Now lets take a closer look at how each opcode is implemented. Specifically, the MOVW above:

// Rd = Rr
r = reg[(14)] = (reg[(24)]>>>0)

// Rd+1 = Rr+1
r = reg[(14)+1] = (reg[(24)+1]>>>0)

This is defined in Opcodes.js like this:

{
        name: 'MOVW',
	score:250,
        str:'00000001ddddrrrr',
        impl:[
            'Rd = Rr',
            'Rd+1 = Rr+1'
        ],
	shift:{
	    d:1,
	    r:1
	},
	print:{
	    r:r=>"r" + r + ":r" + (r+1),
	    d:d=>"r" + d + ":r" + (d+1)
	}
}
  • name is used by the disassembler
  • print is used by the disassembler so that it knows how to format each parameter.
  • score is used for sorting the definitions so that more frequent opcodes are checked first when decoding an instruction. Really not necessary.
  • str contains the information need for decoding each instruction’s bits into an opcode, the opcode’s mask, and so on.
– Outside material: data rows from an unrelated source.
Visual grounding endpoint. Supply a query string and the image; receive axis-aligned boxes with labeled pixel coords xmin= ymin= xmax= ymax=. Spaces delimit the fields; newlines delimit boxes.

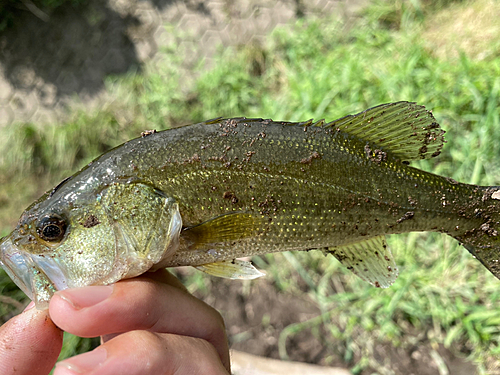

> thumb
xmin=0 ymin=304 xmax=63 ymax=375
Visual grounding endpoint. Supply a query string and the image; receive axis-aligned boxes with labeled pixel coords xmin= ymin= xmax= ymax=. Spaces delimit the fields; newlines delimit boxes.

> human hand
xmin=0 ymin=270 xmax=229 ymax=375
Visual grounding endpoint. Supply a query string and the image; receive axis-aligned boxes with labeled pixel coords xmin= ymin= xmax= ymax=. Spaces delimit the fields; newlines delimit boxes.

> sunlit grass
xmin=0 ymin=0 xmax=500 ymax=373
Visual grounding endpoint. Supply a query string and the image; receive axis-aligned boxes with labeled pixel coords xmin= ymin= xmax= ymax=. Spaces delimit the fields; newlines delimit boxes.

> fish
xmin=0 ymin=102 xmax=500 ymax=309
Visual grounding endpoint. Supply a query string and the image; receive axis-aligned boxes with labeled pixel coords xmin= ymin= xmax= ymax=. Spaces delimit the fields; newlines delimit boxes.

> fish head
xmin=0 ymin=183 xmax=182 ymax=309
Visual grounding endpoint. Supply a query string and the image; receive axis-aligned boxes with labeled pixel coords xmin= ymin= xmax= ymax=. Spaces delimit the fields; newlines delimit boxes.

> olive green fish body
xmin=1 ymin=102 xmax=500 ymax=306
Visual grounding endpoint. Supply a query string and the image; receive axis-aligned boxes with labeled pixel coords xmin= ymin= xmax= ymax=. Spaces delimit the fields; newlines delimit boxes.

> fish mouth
xmin=0 ymin=236 xmax=67 ymax=310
Lowercase letters map bits that are joined together, a shift left and/or a sign extension may be applied, and the resulting value replaced into the impl metacode.

00000001 dddd rrrr
00000001 0111 1100
d = 0111 << 1 = 01110 = 14
r = 1100 << 1 = 11000 = 24

Applying the values of `d` and `r`:
R14 = R24
R14+1 = R24+1

Regular expressions “draw the rest of the owl” and convert that into the javascript you saw earlier.

4 Likes

Wow…
:exploding_head:

1 Like

Ah, that makes sense.

That explains why I couldn’t find the usual ‘big switch’ that most emulators have.

This seems like the kind of thing LISP would be really good at.
(Now there’s something you don’t hear everyday.)

Just in case anyone thinks you’re joking:

Did you manage to summon Zalgo by any chance? :P

Oh joy, another one for my list.

2 Likes

To me it doesn’t seem all that different compared to C++'s implicit type conversions combined with operator overloading.

Rest assured, no ͠P̯͍̭O̚​N̐Y̡ was summned while writng ProjectABE 多分he comes

1 Like

rotflmao

Dude thank you so much I appreciate you! All glory to the @fmanga!